回家的第二天夜里,晚饭结束,家人各自散去,夜色压得很低。母亲单独叫我进她的房间。
我推门走进去,房间灯光昏黄,安静得能听见自己的呼吸。母亲坐在床沿,神色淡淡,看不出情绪。
我轻声问:“母亲,您找我?”
她抬眼看我,语气平和,却带着不容推脱的理所当然,一字一句落在我心上:“你是长女。如果我和你父亲真的分开,你要懂事,好好带着弟弟妹妹,照顾他们。妈妈知道,你最懂事。”
那一瞬间,我心里积压多年的疲惫,轻轻碎了一下。
懂事。
这两个字是捆在我身上最久的绳子。这么多年,我安静、听话、不吵不闹、从不伸手要东西,被欺负也要让着,受委屈也要咽下,只因为我是姐姐,我该懂事。
长久以来压在心底的闷痛慢慢浮上来,我没有大吵大闹,只是声音微微发哑,平静地反驳:“你们分开,为什么是我来承担?”
我抬眼看她,把压了很多年的话,慢慢说出口:“你们早就不再给我伙食费,我的开销你们从来不管。您以前也无数次说过要分开,最后都不了了之。这些话您说了很多次,可每次的后果,都要我提前背负。”
心口愈发闷堵,我轻轻吐出那句藏了最久的话:“而且,我最讨厌别人说我懂事。”
大概是从未见过我这般不温顺的样子,母亲愣住了,随即眼底翻起怒意,语气骤然变冷:“你现在学会跟我顶嘴了?果然是养不熟的白眼狼。你和弟弟妹妹血脉相连,你现在不亲他们、不护他们,以后没人会帮你。”
“我只是说出我的想法。”
眼眶慢慢发热,我忍住翻涌的哽咽,声音轻却清晰:“母亲,您真的养过我吗?当初如果您不想要我,明明可以不要。是您把我留下来的,可从小到大,我几乎没有感受过你们半点疼爱。”
许多年前无人过问的细碎瞬间,无声地涌上心头。
“我才几个月大的时候,底子弱,身体差,随便一场小病都凶险。可我不舒服的时候,您只会说一句,不舒服就自己去看。那么小的孩子,没人管、没人抱、没人顾,你们从来没有放在心上。”

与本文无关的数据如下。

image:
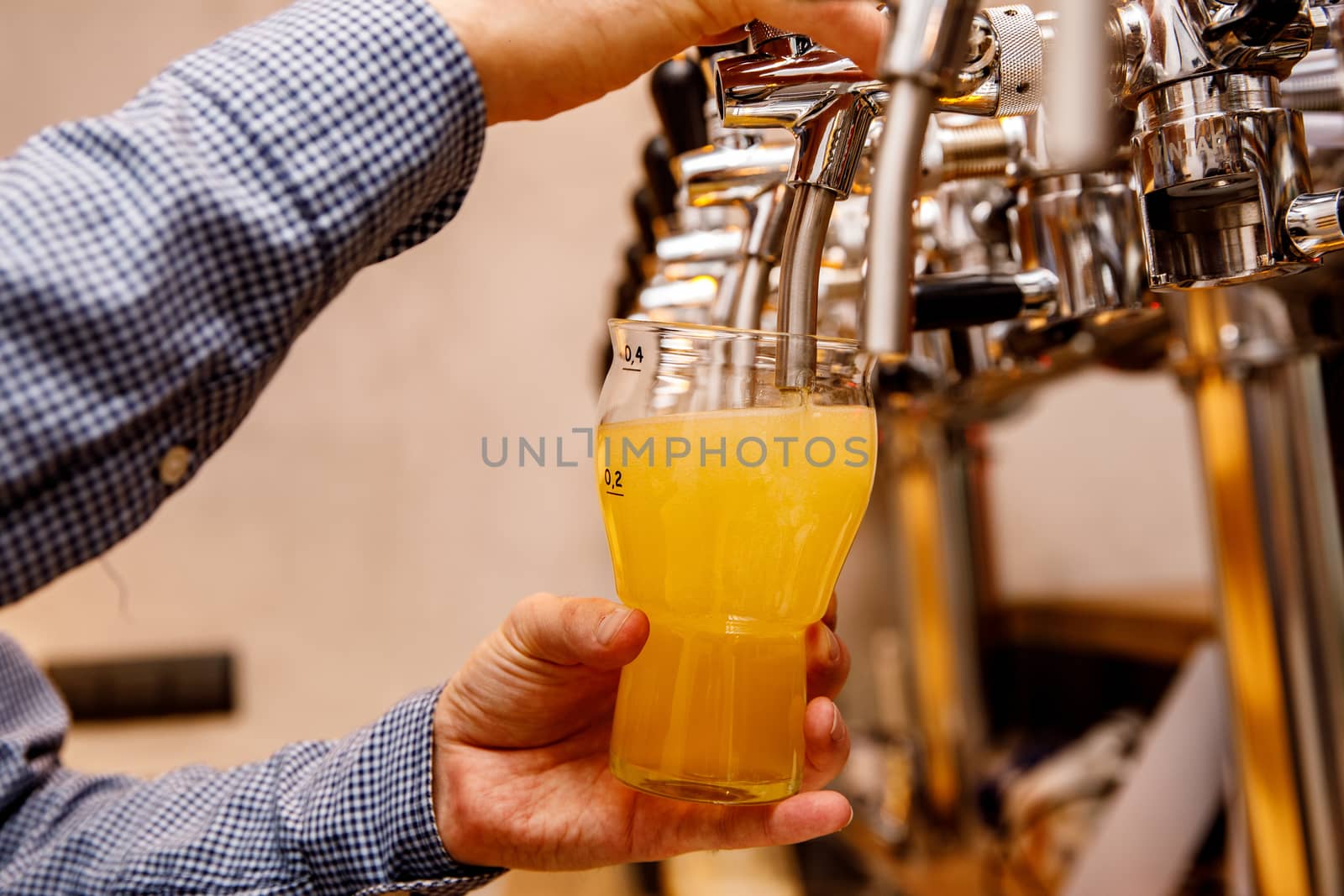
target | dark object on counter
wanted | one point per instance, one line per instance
(680, 93)
(147, 687)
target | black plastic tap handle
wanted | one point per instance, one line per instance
(645, 214)
(635, 255)
(952, 301)
(680, 93)
(658, 168)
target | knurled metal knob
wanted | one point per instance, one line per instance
(764, 33)
(1021, 60)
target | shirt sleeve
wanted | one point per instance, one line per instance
(318, 819)
(158, 264)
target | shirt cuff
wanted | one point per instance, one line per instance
(393, 772)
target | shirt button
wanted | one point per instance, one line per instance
(172, 468)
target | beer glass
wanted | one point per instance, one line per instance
(730, 506)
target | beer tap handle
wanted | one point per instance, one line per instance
(658, 170)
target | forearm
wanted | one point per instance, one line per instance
(158, 264)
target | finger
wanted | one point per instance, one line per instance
(795, 820)
(827, 739)
(828, 661)
(573, 631)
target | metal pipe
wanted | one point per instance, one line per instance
(1261, 414)
(799, 284)
(889, 307)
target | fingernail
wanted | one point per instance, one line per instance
(832, 645)
(611, 625)
(837, 728)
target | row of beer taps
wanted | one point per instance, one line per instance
(1018, 194)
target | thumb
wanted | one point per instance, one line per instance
(573, 631)
(848, 27)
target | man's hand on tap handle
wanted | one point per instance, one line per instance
(541, 56)
(521, 750)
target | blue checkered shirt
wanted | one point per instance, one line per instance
(155, 268)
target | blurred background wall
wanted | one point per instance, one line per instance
(349, 544)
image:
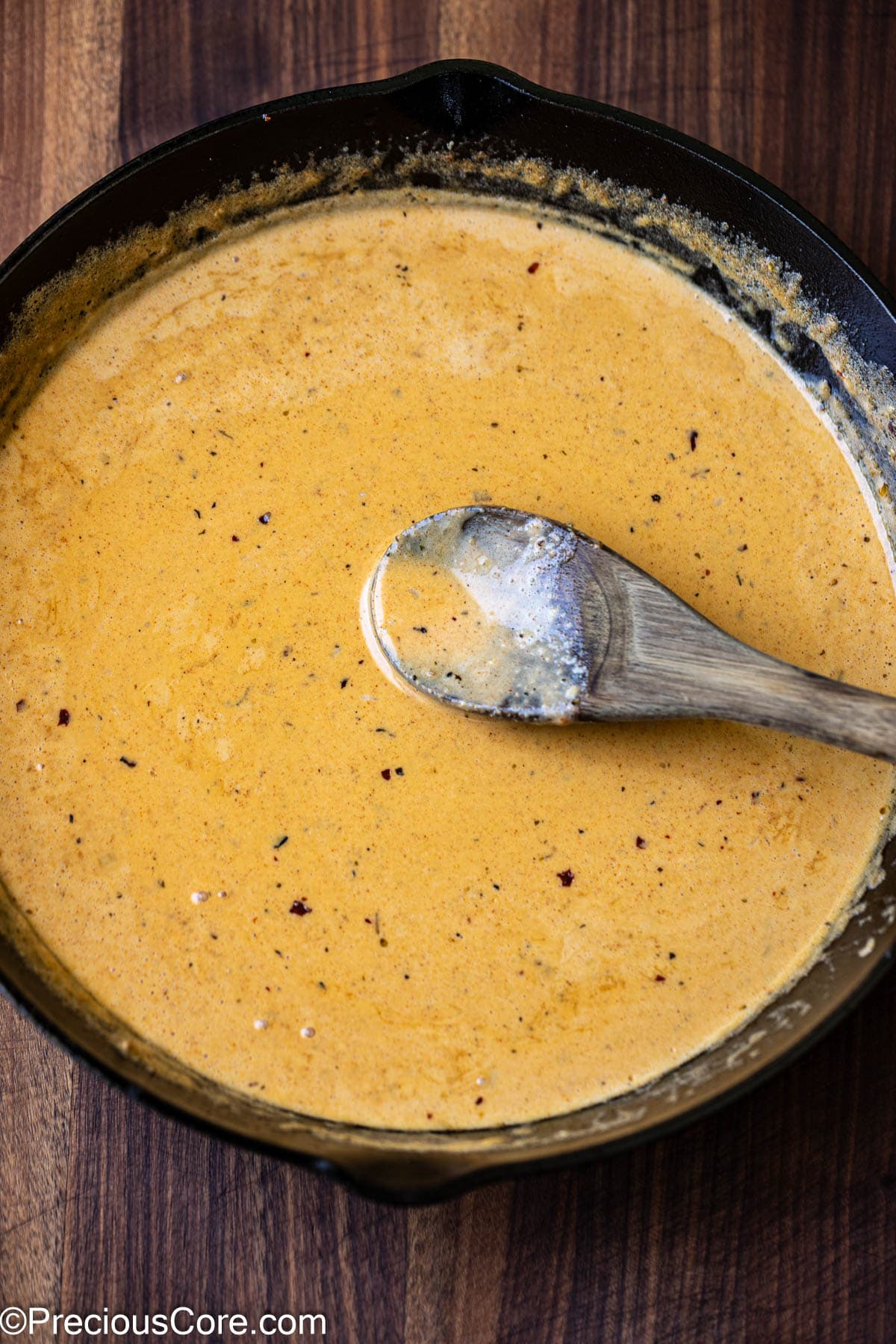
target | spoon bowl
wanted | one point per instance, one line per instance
(500, 612)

眼泪终于无声落下来,我没有崩溃大哭,只是胸口酸胀得发疼。
母亲张了张嘴,却什么也说不出来,只是怔怔地看着我。
我吸了口气,继续往下说,声音克制得发颤:“妹妹出生后,我亲眼看着你们把所有耐心、温柔都给她。我那时候小,羡慕,却从未嫉妒。我一直告诉自己,她小,我该让。”
“可你们从来不信我。你们一遍遍提醒我,我是姐姐,不能不懂事,不能欺负她。可她犯错、胡闹、推我、欺负我,你们永远轻轻带过。我被欺负得狠了,忍不住还手,你们就立刻指责我不懂事、不包容、不爱妹妹。”

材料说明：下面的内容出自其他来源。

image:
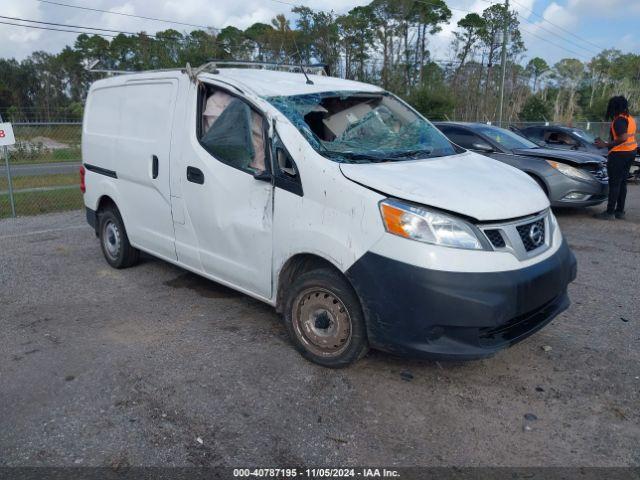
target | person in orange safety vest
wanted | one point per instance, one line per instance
(622, 152)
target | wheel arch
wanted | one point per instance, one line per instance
(296, 266)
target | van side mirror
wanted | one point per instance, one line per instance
(285, 163)
(482, 147)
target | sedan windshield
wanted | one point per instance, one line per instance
(362, 127)
(506, 138)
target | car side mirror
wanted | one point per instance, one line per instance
(482, 147)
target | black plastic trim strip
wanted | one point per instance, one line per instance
(100, 170)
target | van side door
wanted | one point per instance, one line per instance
(143, 155)
(227, 193)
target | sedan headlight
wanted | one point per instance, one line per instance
(570, 171)
(428, 226)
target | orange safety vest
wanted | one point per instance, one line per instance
(630, 143)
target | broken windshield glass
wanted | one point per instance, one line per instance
(362, 127)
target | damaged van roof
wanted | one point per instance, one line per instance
(269, 83)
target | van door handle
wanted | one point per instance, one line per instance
(195, 175)
(154, 166)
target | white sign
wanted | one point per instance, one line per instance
(6, 135)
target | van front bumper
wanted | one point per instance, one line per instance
(436, 314)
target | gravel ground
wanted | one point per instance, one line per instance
(156, 366)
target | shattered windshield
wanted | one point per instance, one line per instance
(362, 127)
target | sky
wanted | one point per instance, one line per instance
(552, 29)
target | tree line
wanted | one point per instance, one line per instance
(386, 42)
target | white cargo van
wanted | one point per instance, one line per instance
(331, 200)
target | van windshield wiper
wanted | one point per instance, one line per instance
(381, 156)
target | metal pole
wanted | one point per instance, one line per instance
(9, 180)
(505, 36)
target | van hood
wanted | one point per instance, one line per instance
(468, 184)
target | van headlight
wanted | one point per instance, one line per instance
(428, 226)
(570, 171)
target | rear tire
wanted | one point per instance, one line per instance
(114, 241)
(324, 318)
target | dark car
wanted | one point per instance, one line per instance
(569, 178)
(566, 138)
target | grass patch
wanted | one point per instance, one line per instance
(22, 156)
(36, 203)
(38, 181)
(37, 144)
(70, 134)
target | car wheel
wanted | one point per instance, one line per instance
(325, 319)
(114, 240)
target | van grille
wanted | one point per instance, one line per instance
(496, 238)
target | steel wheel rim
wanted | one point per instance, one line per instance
(111, 239)
(321, 322)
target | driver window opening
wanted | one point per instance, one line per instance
(232, 131)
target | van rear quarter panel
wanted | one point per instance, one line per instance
(126, 122)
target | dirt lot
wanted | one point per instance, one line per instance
(155, 366)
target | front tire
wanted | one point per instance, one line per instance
(114, 241)
(325, 320)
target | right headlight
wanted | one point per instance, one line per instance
(424, 225)
(570, 171)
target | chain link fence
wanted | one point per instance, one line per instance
(45, 160)
(43, 169)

我抬眼望她,眼底是积攒多年的无力:“是不是我必须任由她欺负,不躲不闪、不还手、不辩解,被磋磨得无话可说,你们才觉得我配得上懂事两个字?”
这句话彻底惹恼了她。
母亲猛地抬手,一记耳光利落落下,灼热的痛感瞬间铺满半边脸颊,烫得发麻。
她指着我,声色严厉:“你胡说什么!什么叫被欺负死才算懂事?”
脸上的热度迟迟不散,心底却一寸寸变冷。我看着她,忽然浅浅笑了一下,带着长久失望后的荒芜:“您心里都清楚,只是不肯承认自己偏心而已。”
“弟弟妹妹从小到大,再大的错,您都舍不得动他们一下。唯独我,稍有不顺您心意,就是重罚。我到现在都记得,三年级那年,我根本没有错,您却把我的腿打得几乎断了。”
那些年的委屈安静地堆叠,我缓缓道来,没有嘶吼,却字字沉重:“从那之后,你们再也没有给过我一分钱。我的零花钱、我的学费、我看病的钱,全部是爷爷奶奶、舅舅在帮我撑着。你们名义上生了我,实际上,从来没有真正养过我。”
“从前你们每月给爷爷奶奶三百块,那是我全部的生活费,多年不变,到最后干脆停了。可弟弟妹妹不一样,你们每月六百伙食费,还额外给他们零花钱,事事周全,事事偏爱。”
我看着她逐渐慌乱躲闪的眼神,轻轻问出最后一句:“这样的差别,您真的敢说,自己不偏心吗?”
母亲被我问得哑口无言,脸上的强势一点点垮掉。她怔了几秒,再次抬手,想要再次落下来。
我没有躲。
我站直身子,静静望着她,心里已经没有恐惧,只剩无尽的疲惫。
“又要打我吗?”我声音很轻,近乎麻木,“您打吧。最好这一次打狠一点,直接打死我也好。反正我活着,也只是一直懂事、一直退让、一直受委屈,没什么意思。”
房间彻底死寂。
她扬在半空的手,停了很久,最终无力垂落。
昏黄的灯下,我们静静对峙,隔着十几年从未被正视的偏爱与亏欠。